While the one-man black metal jam, usually playing the lowest of the lo-fi, became a somewhat popular trend in the 90s, the concept of putting together an album all by your lonesome remained a very large anomaly in other extreme genres. But as time and technology moved forward the idea of putting together something completely unholy on your own time has become a slightly more attractive option. Enter Ritual Chamber mastermind Dario Derna. After putting together a rap sheet that reads as a who’s who of extreme, underground metal, spending time in and/or fronting acts such as Krohm, Evoken, and Drawn and Quartered, among others Derna has struck out on his own with his newest project – and may have come away with his best release yet.
We’ve waxed poetic in this column quite a bit already in the past year or so about the sadomasochism of the current death metal scene. There have been some truly brutal (with a capital “b” and lots of extra “u”s) albums emanating from various cracks and crevices the world over. It would not be shocking at all if ten years from now we were looking back at the middle of this decade as a sort of Death Metal Renaissance. But in all ungodly seriousness few of those other albums can hold a candle to Ritual Chamber’s debut album, Obscurations (To Feast On The Seraphim).

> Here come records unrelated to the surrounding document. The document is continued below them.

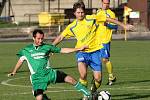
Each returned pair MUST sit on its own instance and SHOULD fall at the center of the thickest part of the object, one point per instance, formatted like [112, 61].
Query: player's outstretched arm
[69, 50]
[58, 39]
[125, 26]
[18, 65]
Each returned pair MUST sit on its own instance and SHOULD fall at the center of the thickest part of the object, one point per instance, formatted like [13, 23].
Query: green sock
[82, 88]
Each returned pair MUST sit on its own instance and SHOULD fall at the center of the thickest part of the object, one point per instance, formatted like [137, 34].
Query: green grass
[131, 67]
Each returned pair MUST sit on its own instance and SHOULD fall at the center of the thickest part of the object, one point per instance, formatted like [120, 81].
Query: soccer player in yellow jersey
[83, 28]
[105, 31]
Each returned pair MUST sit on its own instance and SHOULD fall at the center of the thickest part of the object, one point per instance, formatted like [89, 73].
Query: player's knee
[104, 60]
[38, 92]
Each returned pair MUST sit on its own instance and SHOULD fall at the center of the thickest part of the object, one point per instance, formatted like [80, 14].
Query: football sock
[45, 97]
[109, 67]
[97, 84]
[82, 88]
[83, 82]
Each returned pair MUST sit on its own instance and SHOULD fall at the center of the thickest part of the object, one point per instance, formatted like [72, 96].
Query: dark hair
[108, 0]
[77, 5]
[37, 31]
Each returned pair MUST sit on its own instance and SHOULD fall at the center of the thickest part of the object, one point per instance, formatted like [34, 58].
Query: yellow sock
[97, 84]
[83, 82]
[109, 67]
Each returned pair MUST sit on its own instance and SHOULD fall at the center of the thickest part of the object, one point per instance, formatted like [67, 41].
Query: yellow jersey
[105, 34]
[85, 32]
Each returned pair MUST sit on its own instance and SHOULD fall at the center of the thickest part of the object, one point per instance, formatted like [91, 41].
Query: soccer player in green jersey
[84, 29]
[37, 57]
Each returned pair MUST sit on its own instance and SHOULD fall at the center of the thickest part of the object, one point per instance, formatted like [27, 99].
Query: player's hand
[11, 74]
[83, 48]
[129, 27]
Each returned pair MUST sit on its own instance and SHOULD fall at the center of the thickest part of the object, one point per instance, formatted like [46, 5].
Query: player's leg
[105, 54]
[96, 66]
[97, 81]
[38, 94]
[63, 77]
[82, 67]
[82, 59]
[109, 67]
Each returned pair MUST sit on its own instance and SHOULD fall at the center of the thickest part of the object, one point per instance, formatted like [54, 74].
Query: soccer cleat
[111, 80]
[45, 97]
[88, 97]
[93, 88]
[85, 98]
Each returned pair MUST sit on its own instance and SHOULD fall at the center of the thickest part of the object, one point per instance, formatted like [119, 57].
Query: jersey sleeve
[101, 16]
[54, 49]
[20, 53]
[67, 33]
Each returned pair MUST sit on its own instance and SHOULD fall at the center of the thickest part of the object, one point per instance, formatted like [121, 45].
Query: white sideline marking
[5, 82]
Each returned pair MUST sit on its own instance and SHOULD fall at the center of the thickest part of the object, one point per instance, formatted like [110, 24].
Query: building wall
[140, 5]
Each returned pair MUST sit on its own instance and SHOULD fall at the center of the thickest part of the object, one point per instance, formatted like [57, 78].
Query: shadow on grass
[130, 82]
[65, 67]
[131, 96]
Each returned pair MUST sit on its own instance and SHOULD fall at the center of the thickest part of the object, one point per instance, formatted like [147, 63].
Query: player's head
[105, 4]
[79, 10]
[38, 37]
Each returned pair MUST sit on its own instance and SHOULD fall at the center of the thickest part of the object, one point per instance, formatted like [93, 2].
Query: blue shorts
[105, 51]
[92, 59]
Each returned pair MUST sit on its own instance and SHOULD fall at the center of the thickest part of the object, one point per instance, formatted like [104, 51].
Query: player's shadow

For an album that has but one master this is a truly manic creation. Just the change over alone from tremolo picking and blast beats to a doom-like dirge or ethereal interlude can sometimes come at the speed equivalent to the flick of a light switch. The vocals are molten lava engulfing sections of each track in a blaze of impiety. The whole album is a deftly played trip through the sludgiest bowels of the death metal genre, where only disease and rot dwell. And this is where Ritual Chamber truly excel – atmosphere. There is an unsettling atmosphere surrounding this whole album. It’s the feeling that you’ve stumbled upon something you shouldn’t have, something so evil and so vile that it burns a black mark right onto your very soul.
It should be noted that all of Derna’s previous work constitutes a cavalcade of utter blasphemy, one that deserves repeated listens. But with Ritual Chamber the profane meets the vicious in truly frightening ways and deserves your immediate and undivided attention. Obscurations (To Feast On The Seraphim) is out now via Profound Lore Records and can be experienced at the Profound Lore Bandcamp page.